A new study published in the Journal of Child and Adolescent Counseling warns that boys as young as 14-years-old suffer psychological problems from “hegemonic masculinity” and its derivative, “toxic masculinity.”
Vincent Marasco, a former professor who now works as a mental health counselor, argued in a recently published article that mental health professionals should be cognizant of hegemonic masculinity since it can “influence the counseling relationship.”
“Counselors working with adolescent boys need to take into consideration these social influences, their impact on the counseling relationship, and the unique ways adolescent boys perform masculinity,” writes Marasco.
Hegemonic masculinity, as Marasco explains in his article, is a term that refers to the “oppressive characteristics of masculinity boys and men must assume and perform to be considered a ‘real man.’” These characteristics include “dominance over women,” “being heterosexual,” “exerting control and toughness,” among others.

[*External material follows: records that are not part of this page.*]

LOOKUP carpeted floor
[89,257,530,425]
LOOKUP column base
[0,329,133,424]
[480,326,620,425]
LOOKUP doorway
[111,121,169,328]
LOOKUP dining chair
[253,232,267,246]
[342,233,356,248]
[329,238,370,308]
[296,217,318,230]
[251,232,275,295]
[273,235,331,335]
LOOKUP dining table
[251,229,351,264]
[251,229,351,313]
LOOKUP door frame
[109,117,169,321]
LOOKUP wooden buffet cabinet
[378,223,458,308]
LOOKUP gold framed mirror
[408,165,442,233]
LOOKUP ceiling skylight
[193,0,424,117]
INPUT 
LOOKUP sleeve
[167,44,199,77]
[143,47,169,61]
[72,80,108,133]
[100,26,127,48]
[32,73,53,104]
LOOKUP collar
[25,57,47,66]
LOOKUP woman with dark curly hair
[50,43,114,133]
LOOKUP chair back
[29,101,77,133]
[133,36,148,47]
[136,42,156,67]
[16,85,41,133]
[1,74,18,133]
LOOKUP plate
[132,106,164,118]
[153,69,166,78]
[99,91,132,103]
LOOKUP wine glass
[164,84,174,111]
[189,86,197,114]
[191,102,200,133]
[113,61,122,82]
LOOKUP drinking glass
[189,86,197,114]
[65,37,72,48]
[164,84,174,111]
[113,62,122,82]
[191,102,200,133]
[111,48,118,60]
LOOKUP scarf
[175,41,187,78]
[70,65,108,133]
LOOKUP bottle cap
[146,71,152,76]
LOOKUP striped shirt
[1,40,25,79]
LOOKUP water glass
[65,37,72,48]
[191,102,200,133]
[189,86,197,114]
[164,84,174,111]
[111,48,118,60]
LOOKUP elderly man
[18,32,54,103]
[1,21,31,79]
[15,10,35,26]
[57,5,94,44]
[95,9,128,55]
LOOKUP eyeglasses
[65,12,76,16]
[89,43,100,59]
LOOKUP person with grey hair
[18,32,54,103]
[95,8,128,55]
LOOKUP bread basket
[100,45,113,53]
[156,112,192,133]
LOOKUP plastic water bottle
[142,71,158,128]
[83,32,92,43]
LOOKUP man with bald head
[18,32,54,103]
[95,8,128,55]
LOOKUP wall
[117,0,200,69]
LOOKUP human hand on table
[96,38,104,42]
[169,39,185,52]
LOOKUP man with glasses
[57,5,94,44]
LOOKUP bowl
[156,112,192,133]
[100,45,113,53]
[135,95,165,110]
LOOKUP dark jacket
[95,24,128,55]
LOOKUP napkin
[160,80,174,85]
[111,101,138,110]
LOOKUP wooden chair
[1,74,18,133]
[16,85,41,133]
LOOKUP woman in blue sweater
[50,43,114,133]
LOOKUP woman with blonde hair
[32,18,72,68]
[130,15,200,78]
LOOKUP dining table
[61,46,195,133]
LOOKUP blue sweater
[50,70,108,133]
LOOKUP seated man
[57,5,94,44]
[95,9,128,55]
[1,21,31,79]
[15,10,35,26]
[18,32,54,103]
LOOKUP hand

Though not all boys may evidence these characteristics, all boys are subject to socialization under these norms, Marasco tells PJ Media in an interview, which is why they are important to address from an early age.
“These traits are important to address in all children, and is especially so as we are beginning to recognize a broader range of acceptable gendered behaviors and identities,” Marasco told PJ Media.
The article uses Marasco’s experiences counseling a 14-year-old boy named Carson to illustrate hegemonic masculinity. Marasco cites Carson’s lack of respect for one of his female teachers in high-school to explain hegemonic masculinity, for example.
“Carson’s views of his teacher are rooted in misogyny. Carson does not respect his teacher because his teacher is not a male peer. She is, therefore, unworthy of respect,” claims Marasco, commentating on what Carson told him during a counseling session.
Speaking to PJ Media, Marasco said that socialization into gender roles, and thus, hegemonic and toxic masculine traits, begins at “pre-birth,” such as with gender-reveal parties and certain colors (blue versus pink) indicating the gender of a child.
“You can see it in onesies ‘for boys’ with messages like ‘chicks dig me’ or ‘lady killer’ or ‘stud muffin,’ already communicating that this child is heterosexual,” he said.
“Conversely, clothing for girls with messages like ‘daddy’s princess’ [suggest that women] will always be under the protection of a man. These messages are strengthened and perpetuated as boys and girls get older,” said Marasco.
The article concludes by stressing the importance of addressing hegemonic masculinity.
“When hegemonic masculinity becomes toxic and leads to negative mental health outcomes, counselors cannot overlook the importance of addressing the toxicity of various attributes associated with masculinity,” he writes.
His article was published in the Journal of Child and Adolescent Counseling, a peer-reviewed journal run out of Texas Woman’s University. As PJ Media has reported, masculinity is increasingly viewed as a concern by mental health professionals, and many universities have started programs to help men combat these “oppressive” social norms.